On May 22, 2014 the Supreme Court of Canada reaffirmed the control / dependency test for “employment”, and decided that human rights legislation doesn’t protect a person with an ownership interest in the business from employment discrimination – including mandatory retirement at age 65.

McCormick was an equity partner in a law firm. The partnership agreement applied to all partners and included a clause mandating retirement at age 65. The human rights legislation protected “employees” from discrimination in “employment” relationships, including based on age. McCormick filed a human rights complaint, saying the clause did just that. The law firm, however, said the protection didn’t apply to McCormick because there was no “employment” relationship.

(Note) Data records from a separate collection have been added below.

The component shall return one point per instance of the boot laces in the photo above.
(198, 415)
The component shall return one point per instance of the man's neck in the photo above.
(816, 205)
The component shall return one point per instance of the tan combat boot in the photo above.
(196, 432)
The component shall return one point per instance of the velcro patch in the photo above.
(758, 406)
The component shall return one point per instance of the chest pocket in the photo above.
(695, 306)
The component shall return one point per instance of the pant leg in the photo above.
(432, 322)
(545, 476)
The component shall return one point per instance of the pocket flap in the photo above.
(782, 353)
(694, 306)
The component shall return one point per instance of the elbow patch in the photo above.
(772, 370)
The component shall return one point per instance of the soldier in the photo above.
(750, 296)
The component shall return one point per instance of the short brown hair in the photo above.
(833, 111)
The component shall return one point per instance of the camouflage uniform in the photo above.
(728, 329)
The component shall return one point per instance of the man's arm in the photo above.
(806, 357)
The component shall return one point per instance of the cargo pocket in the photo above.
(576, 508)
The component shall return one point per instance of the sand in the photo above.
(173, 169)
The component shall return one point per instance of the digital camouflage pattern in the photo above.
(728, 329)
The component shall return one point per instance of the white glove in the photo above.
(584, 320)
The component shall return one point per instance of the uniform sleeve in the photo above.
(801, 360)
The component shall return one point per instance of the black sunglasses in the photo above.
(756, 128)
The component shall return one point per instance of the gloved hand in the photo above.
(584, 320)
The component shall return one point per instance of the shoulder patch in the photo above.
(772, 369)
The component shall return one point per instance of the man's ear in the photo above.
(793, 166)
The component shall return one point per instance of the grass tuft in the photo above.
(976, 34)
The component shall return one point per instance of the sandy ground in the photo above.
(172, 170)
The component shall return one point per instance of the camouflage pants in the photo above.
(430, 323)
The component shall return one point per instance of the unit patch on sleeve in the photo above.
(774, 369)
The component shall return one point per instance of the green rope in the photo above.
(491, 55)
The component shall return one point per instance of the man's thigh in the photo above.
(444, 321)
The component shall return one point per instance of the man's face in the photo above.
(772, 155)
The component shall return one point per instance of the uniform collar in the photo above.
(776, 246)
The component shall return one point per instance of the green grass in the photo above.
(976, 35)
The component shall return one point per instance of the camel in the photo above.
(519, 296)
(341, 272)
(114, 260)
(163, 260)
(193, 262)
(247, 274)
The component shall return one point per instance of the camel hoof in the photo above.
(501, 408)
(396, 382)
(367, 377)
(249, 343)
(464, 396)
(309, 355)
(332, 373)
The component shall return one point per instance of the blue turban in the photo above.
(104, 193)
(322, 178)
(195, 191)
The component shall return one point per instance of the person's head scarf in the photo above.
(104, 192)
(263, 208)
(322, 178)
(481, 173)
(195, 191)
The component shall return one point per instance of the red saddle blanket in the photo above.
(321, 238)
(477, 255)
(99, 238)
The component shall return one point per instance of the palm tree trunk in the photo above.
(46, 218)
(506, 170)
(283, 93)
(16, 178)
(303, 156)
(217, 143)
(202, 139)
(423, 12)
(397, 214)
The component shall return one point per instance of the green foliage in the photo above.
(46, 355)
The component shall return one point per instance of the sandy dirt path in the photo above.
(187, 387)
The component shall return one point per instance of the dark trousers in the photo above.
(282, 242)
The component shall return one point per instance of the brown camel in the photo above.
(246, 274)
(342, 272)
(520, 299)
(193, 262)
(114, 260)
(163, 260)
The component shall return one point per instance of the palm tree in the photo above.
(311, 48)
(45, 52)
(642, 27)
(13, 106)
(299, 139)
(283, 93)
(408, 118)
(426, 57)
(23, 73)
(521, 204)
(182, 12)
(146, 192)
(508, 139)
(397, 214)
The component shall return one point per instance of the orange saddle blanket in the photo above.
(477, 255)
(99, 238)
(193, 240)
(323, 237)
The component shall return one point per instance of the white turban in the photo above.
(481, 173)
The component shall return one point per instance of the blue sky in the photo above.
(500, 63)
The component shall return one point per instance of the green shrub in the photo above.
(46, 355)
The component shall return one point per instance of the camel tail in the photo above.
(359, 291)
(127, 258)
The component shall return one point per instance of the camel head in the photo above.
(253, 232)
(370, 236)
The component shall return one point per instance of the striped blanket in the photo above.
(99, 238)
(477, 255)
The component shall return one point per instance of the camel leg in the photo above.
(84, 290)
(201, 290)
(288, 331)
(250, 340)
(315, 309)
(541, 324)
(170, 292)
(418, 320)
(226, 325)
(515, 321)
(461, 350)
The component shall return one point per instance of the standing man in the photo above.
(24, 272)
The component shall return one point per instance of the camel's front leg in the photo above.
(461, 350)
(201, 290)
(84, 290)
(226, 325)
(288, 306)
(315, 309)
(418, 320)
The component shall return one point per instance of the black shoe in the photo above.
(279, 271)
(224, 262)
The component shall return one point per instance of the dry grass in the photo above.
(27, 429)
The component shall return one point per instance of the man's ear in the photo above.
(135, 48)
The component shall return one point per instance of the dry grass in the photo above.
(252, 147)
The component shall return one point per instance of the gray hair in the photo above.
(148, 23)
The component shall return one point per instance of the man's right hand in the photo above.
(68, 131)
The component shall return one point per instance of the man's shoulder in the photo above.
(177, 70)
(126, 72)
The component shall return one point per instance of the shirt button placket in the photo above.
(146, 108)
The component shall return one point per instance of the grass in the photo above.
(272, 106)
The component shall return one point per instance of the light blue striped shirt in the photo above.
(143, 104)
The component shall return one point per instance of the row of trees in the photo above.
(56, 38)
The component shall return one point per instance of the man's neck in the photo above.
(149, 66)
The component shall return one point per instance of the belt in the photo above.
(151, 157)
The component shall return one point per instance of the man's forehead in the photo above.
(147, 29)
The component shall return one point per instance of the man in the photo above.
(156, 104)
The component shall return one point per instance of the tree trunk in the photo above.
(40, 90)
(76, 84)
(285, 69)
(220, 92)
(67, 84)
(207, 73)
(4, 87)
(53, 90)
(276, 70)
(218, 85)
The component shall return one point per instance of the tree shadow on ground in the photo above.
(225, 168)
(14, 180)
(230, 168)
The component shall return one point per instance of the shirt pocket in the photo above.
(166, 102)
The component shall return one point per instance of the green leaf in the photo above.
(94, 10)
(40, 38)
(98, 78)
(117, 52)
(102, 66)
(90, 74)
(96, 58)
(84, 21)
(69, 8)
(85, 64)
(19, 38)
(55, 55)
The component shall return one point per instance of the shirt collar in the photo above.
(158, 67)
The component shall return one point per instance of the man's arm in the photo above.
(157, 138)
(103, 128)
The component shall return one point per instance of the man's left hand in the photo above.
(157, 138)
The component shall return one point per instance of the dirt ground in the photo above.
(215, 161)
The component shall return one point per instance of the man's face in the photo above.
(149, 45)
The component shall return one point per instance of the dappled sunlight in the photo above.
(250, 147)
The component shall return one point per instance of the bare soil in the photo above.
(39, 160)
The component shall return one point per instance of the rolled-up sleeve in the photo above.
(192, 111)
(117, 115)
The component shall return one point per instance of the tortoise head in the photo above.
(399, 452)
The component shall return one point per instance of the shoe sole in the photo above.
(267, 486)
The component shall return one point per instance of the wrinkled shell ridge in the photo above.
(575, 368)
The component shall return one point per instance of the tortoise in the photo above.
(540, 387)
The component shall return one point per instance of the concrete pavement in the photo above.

The SCC agreed. Its decision is based on the BC human rights laws, but human rights laws in all four Atlantic Provinces protect “employees” in an “employment” relationship from discrimination. The SCC’s decision therefore applies beyond BC:

  • Liberal Approach in Context. The SCC reconfirmed that tribunals and courts should approach the definition of an “employment relationship” and an “employee” in human rights legislation in expansive, broad and liberal way – but also bearing in mind the law’s purpose of protecting vulnerable groups from discrimination.  
  • “Employee” Test. The SCC also reconfirmed that the “test” for who is an “employee” under human rights legislation is still control and dependency – who controls the worker’s working conditions and financial benefits and the extent to which he has an influential say in them or is subject and subordinate to someone else’s decision-making over them – regardless of the form the relationship takes.
  • Never Say Never. The SCC said that in most cases, “partners” are collectively the “employer”, not employees of the partnership – but explicitly acknowledged the possibility a partner could be an “employee” protected by human rights laws in other circumstances.

The SCC’s decision that this equity partner wasn’t an “employee” under the human rights law isn’t surprising in the circumstances of this case. However, it may surprise other organizations traditionally structured as partnerships (like accountants, engineers and architects) that the SCC expressly left the door open to this possibility in other circumstances – and prompt them to review their own circumstances and the related risks.